Jack Winfield

Personal information
- Nationality: British (English)
- Born: 27 October 1907 Stanley Common, Derbyshire, England
- Died: January 1991 (aged 83) England

Sport
- Sport: Athletics
- Event: long-distance
- Club: Derby & County Athletic Club

Medal record
Men's Athletics
Representing England
British Empire Games
| Bronze medal – third place | 1930 Hamilton | 3 miles |

= Jack Winfield =

English long-distance runner (1907-1991)

John William Winfield (27 October 1907 – January 1991) was an English long-distance runner who competed in the 1930 British Empire Games.

== Career ==
Winfield was born in Stanley Common. Shortly before the 1930 British Empire Games in Canada, Winfield became the national 10 miles champion after winning the British AAA Championships title at the 1930 AAA Championships.

At 1930 Empire Games he won the bronze medal in the 3 miles event.
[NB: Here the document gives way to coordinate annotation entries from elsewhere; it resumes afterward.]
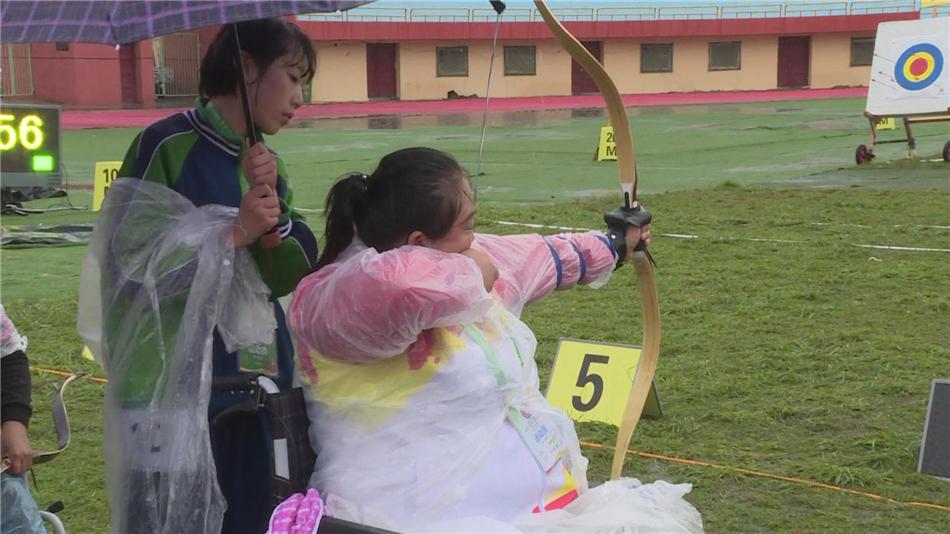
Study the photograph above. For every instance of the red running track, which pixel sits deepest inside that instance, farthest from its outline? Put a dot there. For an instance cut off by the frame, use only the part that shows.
(139, 118)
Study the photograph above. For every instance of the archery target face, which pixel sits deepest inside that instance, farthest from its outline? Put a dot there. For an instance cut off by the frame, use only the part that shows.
(918, 67)
(910, 70)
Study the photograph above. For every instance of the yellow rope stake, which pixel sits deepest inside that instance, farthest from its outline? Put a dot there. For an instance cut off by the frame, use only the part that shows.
(64, 373)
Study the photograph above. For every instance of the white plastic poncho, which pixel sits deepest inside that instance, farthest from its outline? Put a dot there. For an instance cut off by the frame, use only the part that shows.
(158, 277)
(424, 394)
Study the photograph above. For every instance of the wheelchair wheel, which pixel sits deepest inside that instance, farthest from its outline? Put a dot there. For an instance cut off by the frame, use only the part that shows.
(55, 524)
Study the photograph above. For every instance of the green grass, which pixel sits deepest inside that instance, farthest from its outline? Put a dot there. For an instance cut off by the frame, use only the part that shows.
(808, 357)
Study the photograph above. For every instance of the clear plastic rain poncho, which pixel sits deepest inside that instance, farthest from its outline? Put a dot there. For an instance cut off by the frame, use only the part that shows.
(159, 276)
(424, 394)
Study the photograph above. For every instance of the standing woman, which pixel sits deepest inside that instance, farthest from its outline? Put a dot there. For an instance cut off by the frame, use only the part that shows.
(202, 155)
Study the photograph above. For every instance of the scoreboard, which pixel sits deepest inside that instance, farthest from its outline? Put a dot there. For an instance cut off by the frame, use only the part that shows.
(30, 145)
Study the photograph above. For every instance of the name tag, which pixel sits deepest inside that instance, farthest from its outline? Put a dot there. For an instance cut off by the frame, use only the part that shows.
(540, 434)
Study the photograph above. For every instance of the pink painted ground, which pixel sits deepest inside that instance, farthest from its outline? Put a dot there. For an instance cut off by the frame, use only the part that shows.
(139, 118)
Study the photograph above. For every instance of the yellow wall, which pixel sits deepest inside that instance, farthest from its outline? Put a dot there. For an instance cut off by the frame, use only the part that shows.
(418, 80)
(831, 62)
(341, 73)
(341, 68)
(758, 59)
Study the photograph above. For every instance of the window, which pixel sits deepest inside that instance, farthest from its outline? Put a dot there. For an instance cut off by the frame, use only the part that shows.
(656, 57)
(725, 55)
(519, 61)
(862, 51)
(451, 61)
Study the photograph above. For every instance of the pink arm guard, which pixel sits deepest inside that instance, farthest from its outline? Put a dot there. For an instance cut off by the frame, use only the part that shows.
(531, 266)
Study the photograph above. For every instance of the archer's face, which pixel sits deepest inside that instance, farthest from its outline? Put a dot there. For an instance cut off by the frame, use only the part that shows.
(462, 234)
(278, 92)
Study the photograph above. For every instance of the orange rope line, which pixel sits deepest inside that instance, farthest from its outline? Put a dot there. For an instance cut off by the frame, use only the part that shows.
(64, 373)
(752, 472)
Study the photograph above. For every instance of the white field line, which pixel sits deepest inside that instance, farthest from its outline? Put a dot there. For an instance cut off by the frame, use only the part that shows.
(853, 225)
(754, 239)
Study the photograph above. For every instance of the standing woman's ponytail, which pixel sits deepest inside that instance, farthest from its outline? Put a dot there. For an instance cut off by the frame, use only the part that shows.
(346, 206)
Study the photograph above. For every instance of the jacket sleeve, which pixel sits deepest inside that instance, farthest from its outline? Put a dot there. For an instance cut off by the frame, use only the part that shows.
(531, 266)
(15, 404)
(376, 305)
(285, 265)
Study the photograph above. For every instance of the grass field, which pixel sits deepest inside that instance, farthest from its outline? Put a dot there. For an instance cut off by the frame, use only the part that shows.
(787, 346)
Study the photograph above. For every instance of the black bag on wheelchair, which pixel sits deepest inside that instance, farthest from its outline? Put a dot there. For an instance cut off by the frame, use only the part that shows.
(259, 437)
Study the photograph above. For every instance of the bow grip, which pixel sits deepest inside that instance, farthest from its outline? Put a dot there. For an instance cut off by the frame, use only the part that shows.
(617, 222)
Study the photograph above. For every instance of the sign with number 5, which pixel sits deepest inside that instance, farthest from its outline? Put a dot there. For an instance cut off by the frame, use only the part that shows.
(590, 381)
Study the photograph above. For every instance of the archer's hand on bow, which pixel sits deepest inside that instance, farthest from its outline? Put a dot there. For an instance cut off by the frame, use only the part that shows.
(628, 230)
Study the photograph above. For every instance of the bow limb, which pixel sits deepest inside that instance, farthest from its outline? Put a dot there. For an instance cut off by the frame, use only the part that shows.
(646, 276)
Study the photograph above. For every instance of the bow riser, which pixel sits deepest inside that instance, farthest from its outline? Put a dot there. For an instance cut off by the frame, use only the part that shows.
(627, 169)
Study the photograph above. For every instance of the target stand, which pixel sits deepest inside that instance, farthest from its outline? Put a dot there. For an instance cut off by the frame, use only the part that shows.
(910, 81)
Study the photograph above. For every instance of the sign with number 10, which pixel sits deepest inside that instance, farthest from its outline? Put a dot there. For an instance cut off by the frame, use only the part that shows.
(591, 381)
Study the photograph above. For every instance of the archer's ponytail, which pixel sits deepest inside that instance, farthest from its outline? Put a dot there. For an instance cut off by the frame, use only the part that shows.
(346, 205)
(411, 189)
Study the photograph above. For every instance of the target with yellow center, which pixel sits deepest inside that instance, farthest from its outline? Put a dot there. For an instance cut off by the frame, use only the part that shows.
(918, 67)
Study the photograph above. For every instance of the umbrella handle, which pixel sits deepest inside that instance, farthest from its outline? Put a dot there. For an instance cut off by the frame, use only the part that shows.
(271, 239)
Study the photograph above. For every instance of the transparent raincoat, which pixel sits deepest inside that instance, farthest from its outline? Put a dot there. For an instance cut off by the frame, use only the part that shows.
(159, 276)
(424, 393)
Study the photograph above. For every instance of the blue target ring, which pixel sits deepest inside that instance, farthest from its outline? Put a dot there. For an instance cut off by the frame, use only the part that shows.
(924, 54)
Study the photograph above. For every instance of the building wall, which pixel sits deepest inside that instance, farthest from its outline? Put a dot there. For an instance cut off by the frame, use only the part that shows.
(758, 66)
(90, 75)
(340, 75)
(84, 75)
(831, 61)
(418, 79)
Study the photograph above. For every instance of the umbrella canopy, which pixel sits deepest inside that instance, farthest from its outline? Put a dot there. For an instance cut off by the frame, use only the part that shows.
(123, 22)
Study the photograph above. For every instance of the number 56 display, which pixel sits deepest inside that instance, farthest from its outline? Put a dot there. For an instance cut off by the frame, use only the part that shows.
(590, 381)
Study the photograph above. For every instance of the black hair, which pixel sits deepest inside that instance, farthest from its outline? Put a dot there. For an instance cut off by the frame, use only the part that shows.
(411, 189)
(264, 40)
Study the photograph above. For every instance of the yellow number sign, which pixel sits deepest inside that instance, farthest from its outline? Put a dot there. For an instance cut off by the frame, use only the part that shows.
(591, 381)
(106, 173)
(886, 123)
(606, 148)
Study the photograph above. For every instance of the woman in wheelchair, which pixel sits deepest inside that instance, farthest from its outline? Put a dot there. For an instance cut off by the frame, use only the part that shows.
(423, 392)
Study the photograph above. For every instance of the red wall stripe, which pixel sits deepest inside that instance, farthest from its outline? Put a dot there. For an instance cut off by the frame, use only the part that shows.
(595, 30)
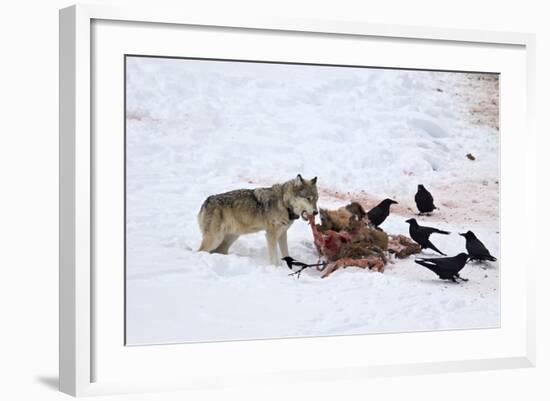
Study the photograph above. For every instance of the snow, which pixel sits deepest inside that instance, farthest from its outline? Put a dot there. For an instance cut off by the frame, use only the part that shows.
(197, 128)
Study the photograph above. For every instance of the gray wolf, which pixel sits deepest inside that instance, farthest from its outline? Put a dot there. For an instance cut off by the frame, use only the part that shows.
(224, 217)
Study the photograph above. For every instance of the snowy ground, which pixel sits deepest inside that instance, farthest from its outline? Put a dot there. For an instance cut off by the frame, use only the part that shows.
(197, 128)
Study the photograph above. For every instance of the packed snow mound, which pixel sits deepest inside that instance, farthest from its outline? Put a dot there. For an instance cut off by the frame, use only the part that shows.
(197, 128)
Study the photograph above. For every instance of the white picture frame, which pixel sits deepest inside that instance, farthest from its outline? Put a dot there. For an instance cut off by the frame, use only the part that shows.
(89, 339)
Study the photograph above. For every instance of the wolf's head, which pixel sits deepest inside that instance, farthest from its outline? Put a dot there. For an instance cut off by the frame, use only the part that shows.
(301, 196)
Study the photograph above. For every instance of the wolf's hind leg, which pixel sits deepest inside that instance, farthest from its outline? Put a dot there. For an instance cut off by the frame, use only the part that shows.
(283, 244)
(228, 240)
(272, 247)
(210, 242)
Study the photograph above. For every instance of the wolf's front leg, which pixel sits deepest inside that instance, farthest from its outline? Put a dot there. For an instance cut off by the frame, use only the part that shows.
(271, 237)
(283, 244)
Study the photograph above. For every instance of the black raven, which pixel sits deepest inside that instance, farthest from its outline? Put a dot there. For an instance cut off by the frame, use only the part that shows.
(378, 214)
(446, 268)
(290, 261)
(424, 200)
(422, 234)
(476, 249)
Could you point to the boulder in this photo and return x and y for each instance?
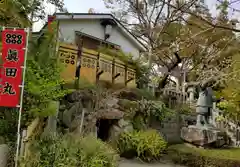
(204, 136)
(110, 113)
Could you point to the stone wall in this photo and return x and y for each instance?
(170, 128)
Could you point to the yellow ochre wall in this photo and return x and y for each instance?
(105, 65)
(131, 75)
(119, 67)
(88, 68)
(68, 57)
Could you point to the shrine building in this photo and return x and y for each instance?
(80, 35)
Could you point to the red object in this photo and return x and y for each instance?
(50, 20)
(13, 53)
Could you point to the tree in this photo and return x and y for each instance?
(174, 35)
(43, 80)
(153, 22)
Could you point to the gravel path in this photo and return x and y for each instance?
(132, 163)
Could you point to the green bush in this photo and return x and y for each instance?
(146, 145)
(70, 151)
(198, 157)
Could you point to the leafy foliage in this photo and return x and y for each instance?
(146, 145)
(72, 151)
(43, 80)
(197, 157)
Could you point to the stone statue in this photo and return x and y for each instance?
(204, 133)
(204, 106)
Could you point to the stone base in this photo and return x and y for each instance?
(204, 136)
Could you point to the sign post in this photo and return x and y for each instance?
(14, 57)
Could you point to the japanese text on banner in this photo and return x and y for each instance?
(13, 52)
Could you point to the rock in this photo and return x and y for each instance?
(112, 103)
(3, 155)
(125, 125)
(110, 114)
(202, 136)
(122, 123)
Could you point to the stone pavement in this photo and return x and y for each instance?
(132, 163)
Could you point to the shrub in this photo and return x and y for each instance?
(71, 151)
(197, 157)
(146, 145)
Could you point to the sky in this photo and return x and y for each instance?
(75, 6)
(82, 6)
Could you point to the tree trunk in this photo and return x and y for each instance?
(163, 82)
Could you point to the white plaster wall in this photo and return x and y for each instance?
(94, 28)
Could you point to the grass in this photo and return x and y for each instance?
(226, 153)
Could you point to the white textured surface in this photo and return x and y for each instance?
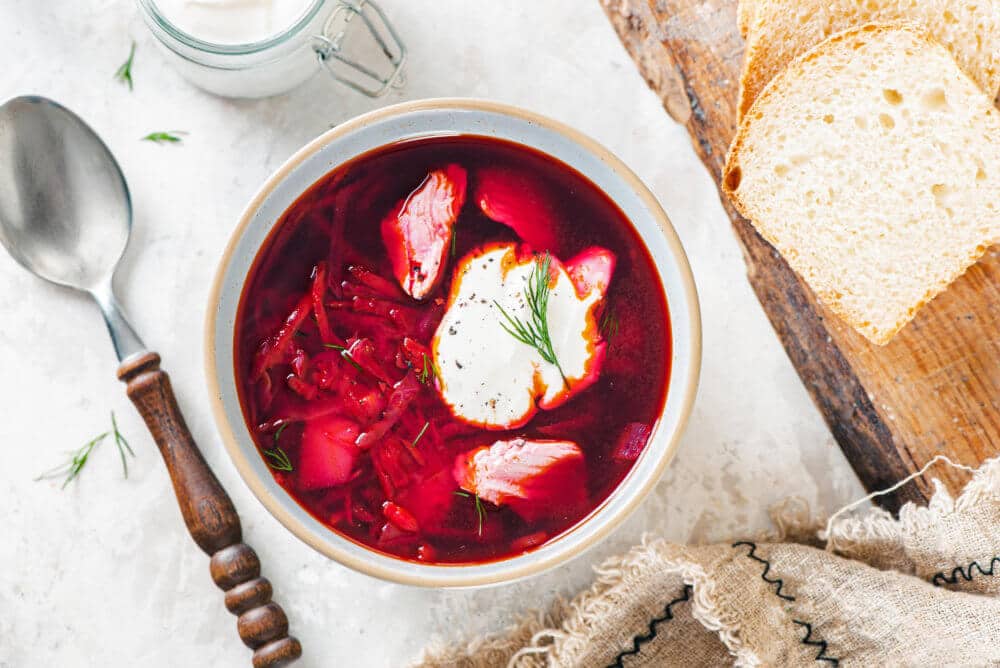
(103, 573)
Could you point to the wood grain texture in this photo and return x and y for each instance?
(933, 390)
(210, 516)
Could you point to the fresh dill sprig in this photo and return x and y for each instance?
(278, 458)
(480, 508)
(535, 332)
(609, 324)
(79, 458)
(428, 372)
(170, 137)
(345, 354)
(423, 430)
(124, 73)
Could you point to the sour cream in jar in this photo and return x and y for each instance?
(233, 21)
(259, 48)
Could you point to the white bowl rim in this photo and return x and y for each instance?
(683, 308)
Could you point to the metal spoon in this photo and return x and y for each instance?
(65, 216)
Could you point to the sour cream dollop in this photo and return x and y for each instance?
(488, 377)
(233, 21)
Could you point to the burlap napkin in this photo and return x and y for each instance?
(877, 591)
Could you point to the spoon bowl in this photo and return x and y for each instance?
(65, 211)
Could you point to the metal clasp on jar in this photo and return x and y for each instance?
(347, 69)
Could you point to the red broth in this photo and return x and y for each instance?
(398, 495)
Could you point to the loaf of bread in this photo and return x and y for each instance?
(872, 163)
(779, 30)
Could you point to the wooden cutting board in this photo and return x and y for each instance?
(934, 389)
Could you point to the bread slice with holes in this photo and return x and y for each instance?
(779, 30)
(872, 163)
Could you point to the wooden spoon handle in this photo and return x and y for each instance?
(210, 516)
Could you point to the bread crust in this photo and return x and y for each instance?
(762, 61)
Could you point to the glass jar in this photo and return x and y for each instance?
(326, 37)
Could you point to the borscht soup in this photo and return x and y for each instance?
(452, 349)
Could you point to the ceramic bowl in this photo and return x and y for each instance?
(449, 117)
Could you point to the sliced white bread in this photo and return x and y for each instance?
(872, 163)
(779, 30)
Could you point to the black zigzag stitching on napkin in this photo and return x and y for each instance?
(821, 644)
(821, 655)
(643, 638)
(767, 567)
(965, 573)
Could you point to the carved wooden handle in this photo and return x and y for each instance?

In the 6 miles competition he finished seventh. The following year he successfully retained his 10 mile title at the 1931 AAA Championships.

Winfield continued to run at a high level and took up marathon running. He finished third behind Jim Peters in the marathon event at the 1951 AAA Championships. Aged 44 he was shortlisted for the 1952 Olympic Games but was unable to take a place due to finance issues.